И это слово окончательно взбесило часовых. Они оба враз бросились к окошку:

— Молчи, сволочь! Я те Бога покажу-у!

И тут же оба вытянулись и встали по уставу.

Из монастырской ограды шла кучка красных командиров, а впереди шел жиденький человек в белой рубахе и в черных выпущенных брюках. По бокам его, на низко оттянутом поясе, висели два револьвера, а в левой руке размахивался портфель, пышный, как подушка. Видно было, что он тут самый главный, так, как один из командиров, высокий настоящий офицер шел возле него почтительно, почти бочком и, говоря, наклонялся, прикладывая руку к козырьку.

Маленькому был неприятен этот большой рост и он недружелюбно поднимал свое лицо кверху так, что его военная фуражка съезжала на затылок.

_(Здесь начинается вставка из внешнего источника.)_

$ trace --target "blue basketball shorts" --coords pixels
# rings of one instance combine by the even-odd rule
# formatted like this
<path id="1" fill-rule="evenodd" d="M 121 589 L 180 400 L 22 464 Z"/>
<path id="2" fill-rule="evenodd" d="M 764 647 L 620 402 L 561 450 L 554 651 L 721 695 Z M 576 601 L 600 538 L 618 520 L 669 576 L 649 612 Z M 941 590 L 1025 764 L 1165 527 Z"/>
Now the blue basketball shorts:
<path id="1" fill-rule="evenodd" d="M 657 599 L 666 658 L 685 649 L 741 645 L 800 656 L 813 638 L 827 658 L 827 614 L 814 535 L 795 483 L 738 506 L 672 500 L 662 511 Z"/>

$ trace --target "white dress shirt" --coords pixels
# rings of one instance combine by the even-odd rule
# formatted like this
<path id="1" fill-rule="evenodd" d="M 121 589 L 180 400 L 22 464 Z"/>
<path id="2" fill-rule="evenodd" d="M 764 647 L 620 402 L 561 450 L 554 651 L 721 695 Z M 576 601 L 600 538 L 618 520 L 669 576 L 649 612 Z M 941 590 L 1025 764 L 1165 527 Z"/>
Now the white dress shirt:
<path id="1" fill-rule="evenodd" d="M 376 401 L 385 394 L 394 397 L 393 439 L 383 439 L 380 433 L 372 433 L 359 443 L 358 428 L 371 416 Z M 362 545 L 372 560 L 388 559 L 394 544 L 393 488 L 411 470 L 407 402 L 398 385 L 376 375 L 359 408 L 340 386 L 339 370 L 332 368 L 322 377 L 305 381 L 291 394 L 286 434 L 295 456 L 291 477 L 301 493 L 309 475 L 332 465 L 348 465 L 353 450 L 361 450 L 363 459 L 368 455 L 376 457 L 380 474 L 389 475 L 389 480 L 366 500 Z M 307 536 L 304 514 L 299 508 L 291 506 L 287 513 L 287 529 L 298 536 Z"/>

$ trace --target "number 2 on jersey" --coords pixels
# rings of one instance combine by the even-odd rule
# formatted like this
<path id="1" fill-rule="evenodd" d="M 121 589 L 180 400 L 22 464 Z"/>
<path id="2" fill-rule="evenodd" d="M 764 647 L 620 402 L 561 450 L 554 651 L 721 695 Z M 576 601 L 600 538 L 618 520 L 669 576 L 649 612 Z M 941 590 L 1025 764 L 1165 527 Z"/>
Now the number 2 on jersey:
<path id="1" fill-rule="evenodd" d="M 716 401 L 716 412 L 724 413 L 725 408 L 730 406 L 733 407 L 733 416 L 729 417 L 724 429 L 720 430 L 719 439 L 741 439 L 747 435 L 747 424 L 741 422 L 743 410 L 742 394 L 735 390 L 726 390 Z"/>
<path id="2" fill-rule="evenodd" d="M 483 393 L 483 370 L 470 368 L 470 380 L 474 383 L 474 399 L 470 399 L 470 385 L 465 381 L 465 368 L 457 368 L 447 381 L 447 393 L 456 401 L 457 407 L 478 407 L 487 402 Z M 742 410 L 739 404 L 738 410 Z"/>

А так как волосы у него были длинные, как обычно носят поэты, музыканты и художники, то бритое, бледное и нервное лицо его напоминало лицо женщины. Он шел быстро, сгорбившись, широко размахивая правой рукой и беспокойно бегая глазами по сторонам.

— Пора понять, товарищи, мои задачи! И они вовсе не мои, не личные. За мною стоит пролетариат всего мира. Следовательно, я не могу поступаться его интересами из-за каких-то десяти монашек!

— Но, товарищ политком! — обидчиво сказал высокий. — Я говорю, что у солдат из-за монашек непременно будет свалка. А это отразится на всем нашем задании.

— Что значит свалка? — даже остановился политком на месте.

Он начал не доверять офицеру.

— Не хотят расстреливать! — с ужасом на лице доложил второй из свиты, толстенький и тоже настоящий офицер. — Говорят — пусть нам дадут их сперва на утеху, а мы, дескать, не выпустим.

— Это возмутительно! — взвизгнул политком. — Я не позволю пачкать наше знамя узаконением разврата и насилия над женщинами! Расстрелять всех до единой и немедленно! И, пожалуйста, без колебаний!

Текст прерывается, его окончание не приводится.